Foram investidos mais de 700 milhões de reais no FIES, a juros subsidiados, o que deu nova dimensão ao ensino superior.  E o presidente falou da ampliação do tempo integral nas escolas.

 Os oradores concordaram com um ponto de vista: a prioridade na formação do magistério.  Não existe a possibilidade de um bom ensino sem professores devidamente competentes, como acontece nas nações mais desenvolvidas do mundo.  Temos a experiência comprovada do Japão, por exemplo, após a II Guerra mundial. Depois da destruição do país, a reação aconteceu com a prioridade dada à educação, particularmente na formação dos professores – e assim se explica o espantoso crescimento do Império do Sol Nascente.

 Devemos estar atentos à existência hoje da educação online, uma realidade indiscutível a partir do ensino fundamental.  Conseguimos ampliar as oportunidades educacionais, nesse nível de ensino, mas é necessário que se leve qualidade a essa etapa, o que se  faz também com a criação de laboratórios e bibliotecas, que abranjam os níveis fundamental e médio.

Deve-se louvar a atual gestão do Ministério da Educação.  Não tem sido pouco o trabalho do ministro Mendonça Filho – e ele é digno dos nossos louvores.  Mas é preciso ter a consciência de que ainda há muito a ser feito, num país onde não podemos nos conformar com a existência de dois milhões de jovens que, na idade adequada, não estudam nem trabalham.
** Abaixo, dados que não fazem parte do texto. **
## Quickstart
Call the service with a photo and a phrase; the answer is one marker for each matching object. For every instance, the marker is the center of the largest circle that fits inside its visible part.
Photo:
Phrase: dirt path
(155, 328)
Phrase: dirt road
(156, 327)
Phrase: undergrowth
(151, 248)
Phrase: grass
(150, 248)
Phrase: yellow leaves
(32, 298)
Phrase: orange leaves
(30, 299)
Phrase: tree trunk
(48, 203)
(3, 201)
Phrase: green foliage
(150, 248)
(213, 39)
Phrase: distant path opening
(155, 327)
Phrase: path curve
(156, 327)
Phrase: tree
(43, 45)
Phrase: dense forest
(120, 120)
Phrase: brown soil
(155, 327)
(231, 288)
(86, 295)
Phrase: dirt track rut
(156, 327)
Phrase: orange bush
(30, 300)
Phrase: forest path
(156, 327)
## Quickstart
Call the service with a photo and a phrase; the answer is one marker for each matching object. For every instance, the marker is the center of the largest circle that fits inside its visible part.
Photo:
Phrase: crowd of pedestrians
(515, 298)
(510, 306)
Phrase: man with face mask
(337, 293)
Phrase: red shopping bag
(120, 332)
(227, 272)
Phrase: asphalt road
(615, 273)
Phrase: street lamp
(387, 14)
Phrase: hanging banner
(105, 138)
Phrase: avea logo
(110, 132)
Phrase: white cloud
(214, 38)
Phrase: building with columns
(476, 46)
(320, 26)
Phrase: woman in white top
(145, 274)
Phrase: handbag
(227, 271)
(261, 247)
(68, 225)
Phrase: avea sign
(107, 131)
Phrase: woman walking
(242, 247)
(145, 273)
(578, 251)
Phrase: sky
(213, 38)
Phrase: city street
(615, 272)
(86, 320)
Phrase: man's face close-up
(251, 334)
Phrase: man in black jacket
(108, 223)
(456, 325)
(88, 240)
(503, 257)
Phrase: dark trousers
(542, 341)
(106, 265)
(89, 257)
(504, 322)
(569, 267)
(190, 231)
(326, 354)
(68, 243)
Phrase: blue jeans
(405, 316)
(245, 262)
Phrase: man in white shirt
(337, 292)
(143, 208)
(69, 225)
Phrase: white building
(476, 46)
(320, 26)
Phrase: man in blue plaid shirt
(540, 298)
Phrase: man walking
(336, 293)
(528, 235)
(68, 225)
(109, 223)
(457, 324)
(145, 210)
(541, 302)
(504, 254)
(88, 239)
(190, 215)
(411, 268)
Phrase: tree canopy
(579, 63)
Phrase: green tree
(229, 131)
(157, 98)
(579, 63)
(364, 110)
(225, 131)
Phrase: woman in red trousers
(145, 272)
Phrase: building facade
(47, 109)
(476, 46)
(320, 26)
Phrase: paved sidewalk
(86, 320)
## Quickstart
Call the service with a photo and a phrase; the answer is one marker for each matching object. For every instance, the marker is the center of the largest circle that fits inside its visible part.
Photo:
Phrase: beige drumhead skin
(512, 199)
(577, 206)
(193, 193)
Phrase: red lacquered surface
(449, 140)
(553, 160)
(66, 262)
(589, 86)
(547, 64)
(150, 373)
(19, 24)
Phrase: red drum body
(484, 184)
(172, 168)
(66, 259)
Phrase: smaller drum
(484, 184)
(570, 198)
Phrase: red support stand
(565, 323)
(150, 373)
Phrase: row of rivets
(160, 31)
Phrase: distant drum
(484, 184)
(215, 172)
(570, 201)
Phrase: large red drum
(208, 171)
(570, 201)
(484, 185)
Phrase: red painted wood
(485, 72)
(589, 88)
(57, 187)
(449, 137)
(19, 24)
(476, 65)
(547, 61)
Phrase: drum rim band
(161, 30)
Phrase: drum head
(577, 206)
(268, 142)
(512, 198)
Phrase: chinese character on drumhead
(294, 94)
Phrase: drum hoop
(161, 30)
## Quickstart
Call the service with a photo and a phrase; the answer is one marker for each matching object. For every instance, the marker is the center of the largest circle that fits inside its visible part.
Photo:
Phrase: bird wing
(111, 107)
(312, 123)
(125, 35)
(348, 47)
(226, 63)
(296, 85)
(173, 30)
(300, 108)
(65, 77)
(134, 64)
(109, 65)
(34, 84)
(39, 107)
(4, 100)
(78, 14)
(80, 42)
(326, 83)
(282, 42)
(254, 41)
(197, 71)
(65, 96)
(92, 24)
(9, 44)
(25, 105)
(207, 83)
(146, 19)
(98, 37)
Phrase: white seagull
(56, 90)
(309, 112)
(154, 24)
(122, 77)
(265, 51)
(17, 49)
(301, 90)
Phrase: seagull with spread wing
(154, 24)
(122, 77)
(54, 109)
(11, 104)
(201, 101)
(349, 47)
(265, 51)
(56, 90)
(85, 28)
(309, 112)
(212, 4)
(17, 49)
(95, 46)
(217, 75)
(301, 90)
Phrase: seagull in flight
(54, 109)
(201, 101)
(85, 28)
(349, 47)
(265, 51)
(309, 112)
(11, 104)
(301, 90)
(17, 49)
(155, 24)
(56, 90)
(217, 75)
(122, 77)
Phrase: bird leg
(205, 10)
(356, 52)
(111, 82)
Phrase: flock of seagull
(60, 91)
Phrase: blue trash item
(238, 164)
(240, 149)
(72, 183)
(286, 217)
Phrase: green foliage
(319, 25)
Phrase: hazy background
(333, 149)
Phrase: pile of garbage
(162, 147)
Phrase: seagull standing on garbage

O Brasil é uma federação e o ideal seria que os Estados se comportassem de forma solidária, em matéria de educação, como acaba de ser reconhecido pelo presidente da República em relação ao Ceará e ao Espírito Santo.  Inclusive na utilização de recursos financeiros, que em geral faltam para as maiores necessidades, o que não é medida defensável.